Museu de Arte de São Paulo / KMEC
Review by David Starkey
Webbed Skies is the monograph accompanying a recent exhibition of Melissa Cody’s weavings at the Museum of Modern Art’s PS1 space in Queens. As such, it carries a bit of the magic of that spectacular show. At PS1, Cody’s work, made on a traditional Diné/Navajo loom constructed by her father and brother, fairly exploded off the white walls on which they were hung.
In “Lightning Storm,” for example, the jagged blue and black lightning bolt contrasts sharply with the fiery orange and red spaces in between the zigs and zags. The aniline dyed wool shows up all the more vividly in juxtaposition with the undyed wool on the right. This interruption of a striking pattern with visual blank space occurs in a number of Cody’s weavings, disrupting expectations and forcing viewers to pause and rethink what exactly it is that they are seeing.
In her Webbed Skies essay “In the Spider Woman’s Thread,” Isabella Rjeille notes that “According to the Diné/Navajo cosmovision, the loom is a representative of the universe: the top bar represents the sky and the bottom one, the earth. The tension that holds its threads together is symbolized by thunder, which, in turn strikes a connection between the celestial and earthly worlds.” A fourth-generation weaver, Cody is very aware of the tension not only between heaven and earth, but also between past and the present, the Diné/Navajo world and that of the white invaders, and the handmade and the industrial.

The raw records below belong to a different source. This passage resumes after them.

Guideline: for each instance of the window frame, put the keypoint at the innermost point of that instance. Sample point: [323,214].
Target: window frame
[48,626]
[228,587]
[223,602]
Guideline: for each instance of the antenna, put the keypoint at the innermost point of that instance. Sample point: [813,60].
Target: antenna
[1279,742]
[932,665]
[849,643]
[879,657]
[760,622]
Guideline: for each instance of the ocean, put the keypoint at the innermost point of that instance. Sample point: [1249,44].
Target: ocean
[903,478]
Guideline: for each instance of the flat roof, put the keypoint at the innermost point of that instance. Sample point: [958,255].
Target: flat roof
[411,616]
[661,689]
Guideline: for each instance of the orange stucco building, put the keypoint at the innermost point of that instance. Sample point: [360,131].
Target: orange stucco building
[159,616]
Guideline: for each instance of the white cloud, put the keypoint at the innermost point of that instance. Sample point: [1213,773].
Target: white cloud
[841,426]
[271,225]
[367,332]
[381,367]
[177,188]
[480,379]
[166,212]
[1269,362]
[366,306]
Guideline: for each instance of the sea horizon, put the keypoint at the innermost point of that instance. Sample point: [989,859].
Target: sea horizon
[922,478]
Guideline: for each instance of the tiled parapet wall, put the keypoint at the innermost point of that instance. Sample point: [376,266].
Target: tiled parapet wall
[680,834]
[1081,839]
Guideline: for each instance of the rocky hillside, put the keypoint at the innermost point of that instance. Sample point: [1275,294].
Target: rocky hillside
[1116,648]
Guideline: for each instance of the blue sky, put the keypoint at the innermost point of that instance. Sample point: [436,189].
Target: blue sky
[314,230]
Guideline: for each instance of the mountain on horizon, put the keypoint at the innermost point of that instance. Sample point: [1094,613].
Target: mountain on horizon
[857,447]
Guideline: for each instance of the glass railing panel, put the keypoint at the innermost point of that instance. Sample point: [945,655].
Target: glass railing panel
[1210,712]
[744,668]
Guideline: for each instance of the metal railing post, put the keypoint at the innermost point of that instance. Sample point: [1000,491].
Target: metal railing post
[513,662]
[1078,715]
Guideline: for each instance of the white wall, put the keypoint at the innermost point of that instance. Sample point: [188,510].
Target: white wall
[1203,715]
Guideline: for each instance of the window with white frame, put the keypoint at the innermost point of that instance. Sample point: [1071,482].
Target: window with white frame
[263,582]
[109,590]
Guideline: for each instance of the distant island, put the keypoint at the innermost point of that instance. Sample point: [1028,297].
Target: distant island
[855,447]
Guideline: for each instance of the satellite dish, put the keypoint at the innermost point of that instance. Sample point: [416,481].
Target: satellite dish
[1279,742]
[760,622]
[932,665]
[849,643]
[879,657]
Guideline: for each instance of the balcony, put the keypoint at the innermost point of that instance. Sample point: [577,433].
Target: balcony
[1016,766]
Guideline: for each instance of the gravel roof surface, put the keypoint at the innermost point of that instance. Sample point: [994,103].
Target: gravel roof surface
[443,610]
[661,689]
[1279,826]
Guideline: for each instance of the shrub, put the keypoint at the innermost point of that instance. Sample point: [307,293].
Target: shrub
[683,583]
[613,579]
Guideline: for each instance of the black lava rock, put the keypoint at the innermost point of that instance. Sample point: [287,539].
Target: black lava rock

In regard to the latter dichotomy, Cody “primarily engages with the Germantown Revival movement, which emerged after a tragic period known as the Long Walk (1863-1868),” in which “the US military burned homes, damaged fields, and killed livestock, forcing over 10,000 people to migrate hundreds of miles.” Along the way, the Diné/Navajo were given commercially produced blankets from Germantown, Pennsylvania, which introduced the traditional weavers to “synthetic colors [and] opened new horizons of experimentation.”
The monograph makes clear that earlier Diné/Navajo weavers were inventive, resourceful and open to new ideas, and Cody continues that tradition by commenting on a world that is much different than the one in which the first weavers thrived.
While her weavings generally address serious subject matter, Cody is not without a sense of humor, which is probably best shown in a small piece entitled I Am Navajo Barbie. In the lower left corner is an impish figure wearing a rainbow dress. Above her is a “whirling log,” a symbol that looks like a swastika, but in Diné/Navajo culture represents prosperity and luck. On the right, the words “Navajo” and “Barbie” are separated by a rainbow-colored electric cord.
On the somber side, in “Deep Brain Stimulation,” Cody addresses her father’s struggle with Parkinson’s disease, creating “a central radial effect, referencing a surgical procedure that uses continuous pulses of electric current to create new neural pathways.” It’s a heartbreaking conceit, but the result is a lovely piece of art, one in which the suffering of Parkinson’s is transformed into a vibrating world of colors.
Art books are generally expensive, and readers expect them to be big and beautiful. At seven by ten inches, Webbed Skies is fairly small, and while the color of the reproductions is good, it’s not great. And of course the small space in which the work is reproduced doesn’t come close to suggesting the majesty of the weavings–Walking Off No Water Mesa is eleven feet in length. (The small, faint font in which the four shortish but informative essays are printed doesn’t help matters.)
Nevertheless, it’s nice to have a record, even an imperfect one, of this powerful artist’s work. If nothing else, the book’s shortcomings should inspire readers to visit Cody’s next show.